Note that if you want to use --unique without a parameter with babel, it needs to be last on the line. With the alternative commandline interface, obabel, it can be anywhere after the output file.
A message is output for each duplicate found:
============================== *** Open Babel Warning Removed methyl benzene - a duplicate of toluene (#1)
Clearly, this is more useful if each molecule has a title. The (#1) is the number of duplicates found so far.
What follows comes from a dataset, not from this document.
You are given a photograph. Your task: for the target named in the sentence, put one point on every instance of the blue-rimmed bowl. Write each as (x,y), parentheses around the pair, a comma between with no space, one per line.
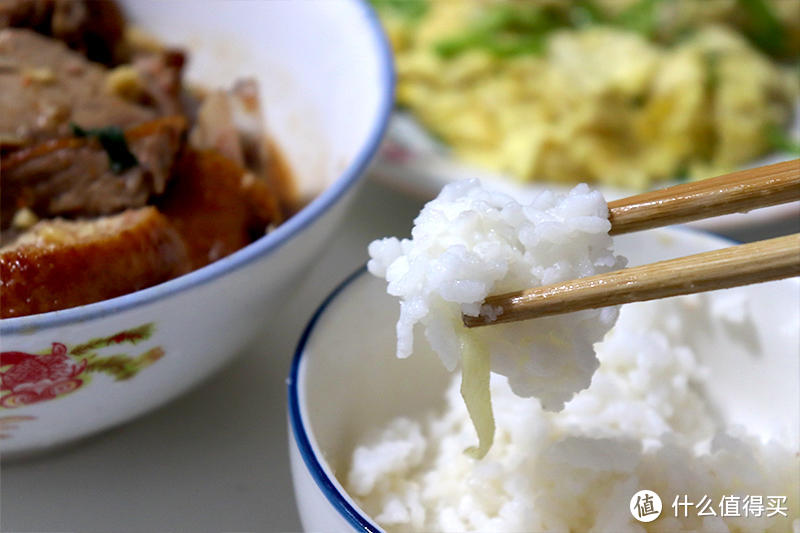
(326,76)
(345,380)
If you wanted to identify duplicates but not output the unique molecules, you could use nulformat
babel infile.xxx -onul --unique
Truncated InChI
It is possible to relax the criterion by which molecules are regarded as "chemically identical" by using a truncated InChI specification as param. This takes advantage of the layered structure of InChI. So to remove duplicates, treating stereoisomers as the same molecule:
babel infile.xxx outfile.yyy --unique /nostereo
Truncated InChI specifications start with '/' and are case-sensitive. param can be a concatenation of these e.g. /nochg/noiso :
/formula formula only /connect formula and connectivity only /nostereo ignore E/Z and sp3 stereochemistry /nosp3 ignore sp3 stereochemistry /noEZ ignore E/Z stereoochemistry /nochg ignore charge and protonation /noiso ignore isotopes
Multiple files
The input molecules do not have to be in a single file. So to collect all the unique molecules from a set of mol files:
babel *.mol uniquemols.sdf --unique
If you want the unique molecules to remain in individual files:
babel *.mol U.mol -m --unique
On the GUI use the form:
babel *.mol U*.mol --unique
Either form is acceptable on the Windows command line.
The unique molecules will be in files with the original name prefixed by 'U'. Duplicate molecules will be in similar files but with zero length, which you will have to delete yourself.